Reputation: 1323
I have a program that scrapes a website and downloads files when it finds it. Often it runs just fine but at other times it flat out terminates the operation of the program before it is finishing searching the sequence. I'm stumped. It never quits while downloading only while searching. I'm currently guessing a socket error problem but like I said above I'm stumped. I've put in httperror checking and nothing gets displayed for an http error code. I'm trying right now to insert socket error checking and it gets even crazier. Prior to adding anything for socket error checking it works fine. Once I add in the socket error checking the program won't even run. It brings up the IDLE display and shows the cursor, like IDLE is ready and waiting for the next command. Otherwise without socket error checking it indicates that the program is running until either the tkinter window shuts down(err program terminates unexpectedly). If the tkinter window shuts downs it doesn't give any error on IDLE.
What do I have to do to find out why this program is terminating early at times and be able to trap it out so it won't terminate and just go back and rerun the same web address again. I think I have the rerunning the same web address taken care of but I don't have the socket error handling correct, if it's even socket error trouble. I'm stumped.
#!/usr/bin/python3.4
import urllib.request
import os
from tkinter import *
import time
import urllib.error
import errno
root = Tk()
root.title("photodownloader")
root.geometry("200x200")
app = Frame(root)
app.grid()
os.chdir('/home/someone/somewhere/')
Fileupdate = 10000
Filecount = 19999
while Fileupdate <= Filecount:
try:
root.title(Fileupdate)
url = 'http://www.webpage.com/photos/'+str(Fileupdate)+'.jpg'
a = urllib.request.urlopen(url)
urllib.request.urlretrieve(url, str(Fileupdate)+'.jpg')
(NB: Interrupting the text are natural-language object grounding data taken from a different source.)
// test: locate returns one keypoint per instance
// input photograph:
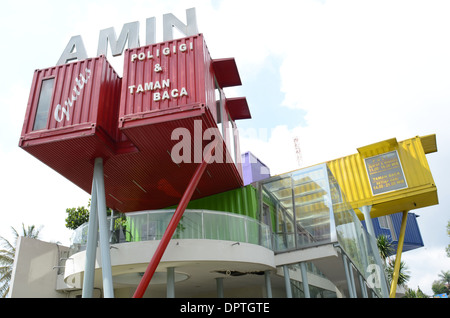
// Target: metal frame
(98, 224)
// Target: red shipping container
(83, 110)
(72, 117)
(73, 100)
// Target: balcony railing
(195, 224)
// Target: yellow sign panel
(389, 176)
(385, 173)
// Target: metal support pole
(352, 279)
(98, 221)
(398, 257)
(170, 282)
(287, 281)
(268, 284)
(108, 290)
(348, 276)
(219, 287)
(305, 280)
(173, 223)
(372, 242)
(91, 246)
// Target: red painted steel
(181, 69)
(162, 246)
(226, 72)
(131, 132)
(88, 90)
(238, 108)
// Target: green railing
(195, 224)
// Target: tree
(385, 249)
(442, 286)
(80, 215)
(384, 245)
(7, 254)
(403, 274)
(76, 217)
(410, 293)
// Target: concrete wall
(34, 270)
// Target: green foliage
(442, 286)
(384, 245)
(410, 293)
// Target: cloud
(424, 265)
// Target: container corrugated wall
(166, 77)
(71, 98)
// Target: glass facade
(302, 206)
(45, 96)
(195, 224)
(294, 211)
(310, 209)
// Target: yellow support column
(399, 255)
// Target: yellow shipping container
(389, 176)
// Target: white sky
(336, 74)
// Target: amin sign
(75, 49)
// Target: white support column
(170, 282)
(108, 290)
(98, 224)
(305, 280)
(348, 274)
(91, 247)
(268, 284)
(287, 281)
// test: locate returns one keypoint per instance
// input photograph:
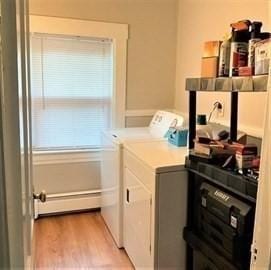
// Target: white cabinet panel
(111, 189)
(137, 220)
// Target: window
(72, 82)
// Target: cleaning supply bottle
(202, 128)
(239, 46)
(224, 57)
(255, 36)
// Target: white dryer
(155, 204)
(112, 166)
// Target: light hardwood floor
(77, 241)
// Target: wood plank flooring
(77, 241)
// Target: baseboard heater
(68, 202)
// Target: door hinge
(254, 252)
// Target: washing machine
(112, 165)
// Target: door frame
(11, 201)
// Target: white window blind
(71, 91)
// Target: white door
(15, 135)
(137, 221)
(261, 247)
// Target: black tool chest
(220, 218)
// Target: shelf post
(192, 118)
(234, 116)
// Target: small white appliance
(155, 204)
(111, 166)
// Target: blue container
(177, 137)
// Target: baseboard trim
(68, 204)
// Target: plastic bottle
(202, 128)
(239, 46)
(254, 38)
(224, 57)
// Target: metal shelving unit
(234, 86)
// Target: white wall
(203, 20)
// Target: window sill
(65, 151)
(66, 156)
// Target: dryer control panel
(163, 120)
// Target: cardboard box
(211, 48)
(209, 67)
(245, 155)
(262, 56)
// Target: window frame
(118, 33)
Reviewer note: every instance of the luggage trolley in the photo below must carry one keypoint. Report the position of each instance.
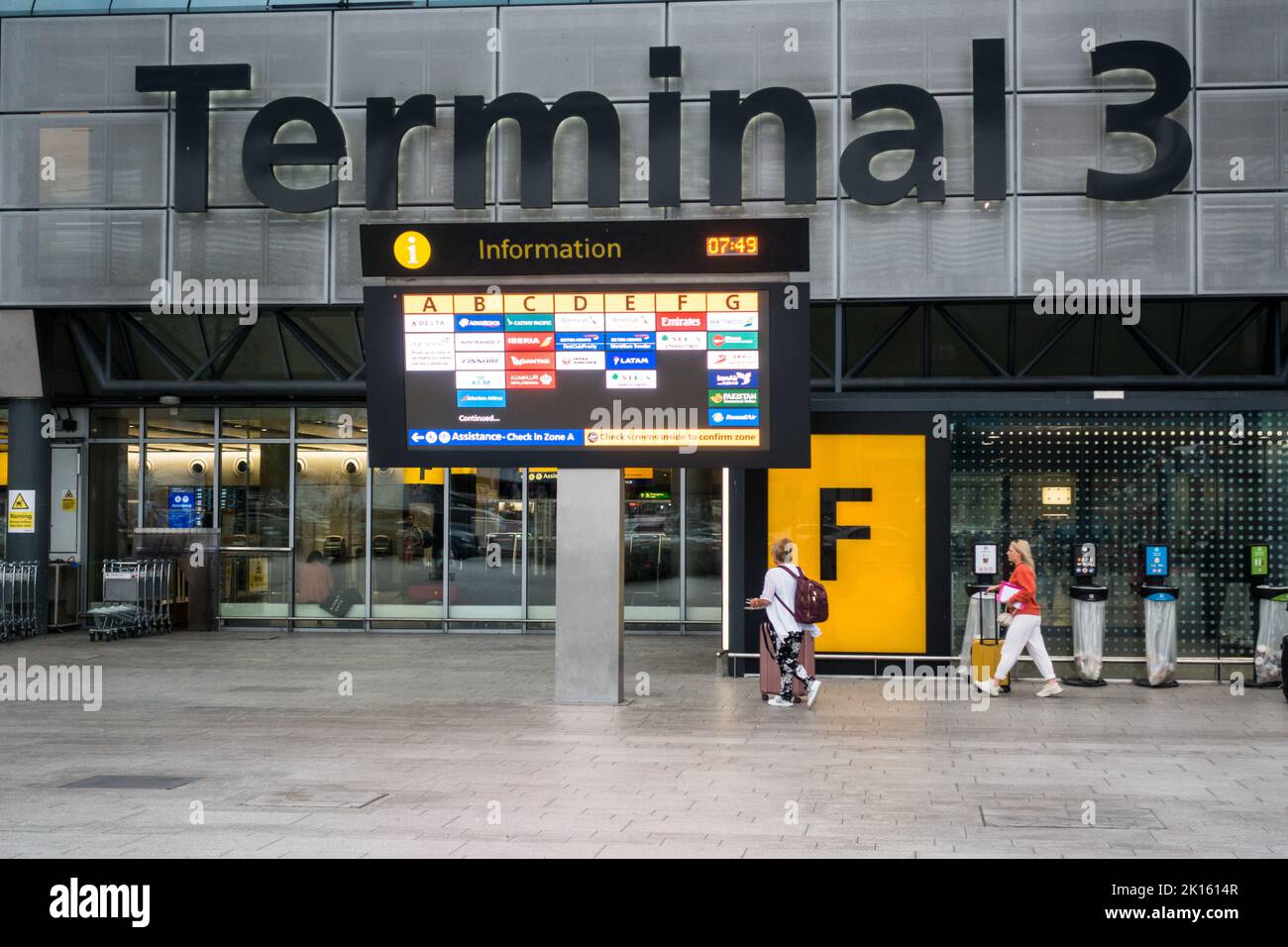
(17, 599)
(136, 599)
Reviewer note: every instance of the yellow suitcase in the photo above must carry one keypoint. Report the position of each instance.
(986, 654)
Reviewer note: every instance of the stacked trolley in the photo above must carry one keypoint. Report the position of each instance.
(17, 599)
(136, 599)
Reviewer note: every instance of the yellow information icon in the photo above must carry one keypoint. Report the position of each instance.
(412, 250)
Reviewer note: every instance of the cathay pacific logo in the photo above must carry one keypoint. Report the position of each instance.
(76, 900)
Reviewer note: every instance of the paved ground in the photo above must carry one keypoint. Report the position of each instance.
(450, 746)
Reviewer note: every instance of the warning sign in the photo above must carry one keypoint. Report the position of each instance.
(22, 510)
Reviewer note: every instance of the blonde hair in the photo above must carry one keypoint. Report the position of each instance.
(1025, 552)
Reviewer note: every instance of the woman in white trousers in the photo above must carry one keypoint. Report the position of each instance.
(1025, 628)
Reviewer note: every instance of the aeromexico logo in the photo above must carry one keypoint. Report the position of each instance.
(386, 123)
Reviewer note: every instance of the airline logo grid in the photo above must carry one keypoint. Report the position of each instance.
(501, 342)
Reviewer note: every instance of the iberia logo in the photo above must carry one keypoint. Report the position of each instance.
(412, 249)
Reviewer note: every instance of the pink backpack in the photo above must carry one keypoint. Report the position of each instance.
(810, 603)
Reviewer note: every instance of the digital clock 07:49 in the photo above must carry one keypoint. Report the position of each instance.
(733, 247)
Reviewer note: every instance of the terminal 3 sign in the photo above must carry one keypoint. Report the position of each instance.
(387, 123)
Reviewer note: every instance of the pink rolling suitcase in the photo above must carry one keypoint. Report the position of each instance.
(771, 682)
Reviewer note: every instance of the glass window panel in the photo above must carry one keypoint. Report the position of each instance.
(923, 43)
(288, 53)
(81, 257)
(334, 421)
(114, 482)
(407, 517)
(1050, 39)
(703, 540)
(284, 253)
(330, 526)
(485, 544)
(114, 421)
(552, 52)
(256, 421)
(960, 248)
(412, 52)
(179, 421)
(254, 513)
(542, 492)
(1241, 43)
(77, 63)
(1137, 478)
(652, 538)
(1151, 241)
(746, 46)
(178, 482)
(98, 159)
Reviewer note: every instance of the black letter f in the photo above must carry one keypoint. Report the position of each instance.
(831, 532)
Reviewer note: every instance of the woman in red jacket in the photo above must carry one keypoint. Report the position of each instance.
(1025, 628)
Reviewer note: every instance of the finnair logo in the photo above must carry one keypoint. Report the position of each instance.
(73, 900)
(1077, 296)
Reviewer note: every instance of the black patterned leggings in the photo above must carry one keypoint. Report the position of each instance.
(790, 665)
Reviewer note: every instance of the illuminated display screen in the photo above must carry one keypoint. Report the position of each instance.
(1155, 561)
(591, 371)
(746, 245)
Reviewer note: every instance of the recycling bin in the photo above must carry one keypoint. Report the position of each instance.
(1271, 628)
(1159, 635)
(1090, 603)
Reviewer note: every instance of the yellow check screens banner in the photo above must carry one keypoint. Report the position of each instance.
(858, 519)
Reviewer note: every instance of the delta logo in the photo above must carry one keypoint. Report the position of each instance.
(478, 324)
(529, 379)
(739, 398)
(533, 342)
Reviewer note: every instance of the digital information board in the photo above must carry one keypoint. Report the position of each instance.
(682, 375)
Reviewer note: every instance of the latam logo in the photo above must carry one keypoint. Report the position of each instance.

except urllib.error.HTTPError as err:
if err.code == 404:
Fileupdate = Fileupdate + 1
root.update_idletasks()
continue
else:
print(err.code)
Fileupdate = Fileupdate + 1
root.update_idletasks()
continue
except socket.error, v:
print(Fileupdate, v[0])
continue
Fileupdate = Fileupdate+1
root.update_idletasks()
Upvotes: 1
Views: 1032
Reputation: 21453
I think the problem is caused by tkinter not given the chance to start it's main event loop which is done when you call root.mainloop()
, I'd recommend making the code you currently have in a while
loop instead to be a function that is periodically called with the root.after()
method. I have included a potential change to test if this would fix the issue.
Note that the lines:
Fileupdate = Fileupdate + 1
root.update_idletasks()
continue
in some except branches are redundant since that would happen if the code kept going anyway, so part of modifying the code to work in a function was to simply get rid of those parts. Here is the code I'd like you to try running starting from the original while
statement:
#-while Fileupdate <= Filecount:
def UPDATE_SOCKET():
global Fileupdate #allow the global variable to be changed
if Fileupdate <= Filecount:
#/+
try:
root.title(Fileupdate)
url = 'http://www.webpage.com/photos/'+str(Fileupdate)+'.jpg'
a = urllib.request.urlopen(url)
urllib.request.urlretrieve(url, str(Fileupdate)+'.jpg')
except urllib.error.HTTPError as err:
#<large redundant section removed>
print("error code",err.code)
except socket.error as v:
print("socket error",Fileupdate, v[0])
#- continue
root.after(500, UPDATE_SOCKET)
return
#/+
Fileupdate = Fileupdate+1
#- root.update_idletasks()
root.after(100, UPDATE_SOCKET) #after 100 milliseconds call the function again
#change 100 to a smaller time to call this more frequently.
root.after(0,UPDATE_SOCKET) #when it has a chance, call the update for first time
root.mainloop() #enter main event loop
#/+
I indicate changed lines with a #-
followed by the chunk that replaces it ending with a #/+
Upvotes: 1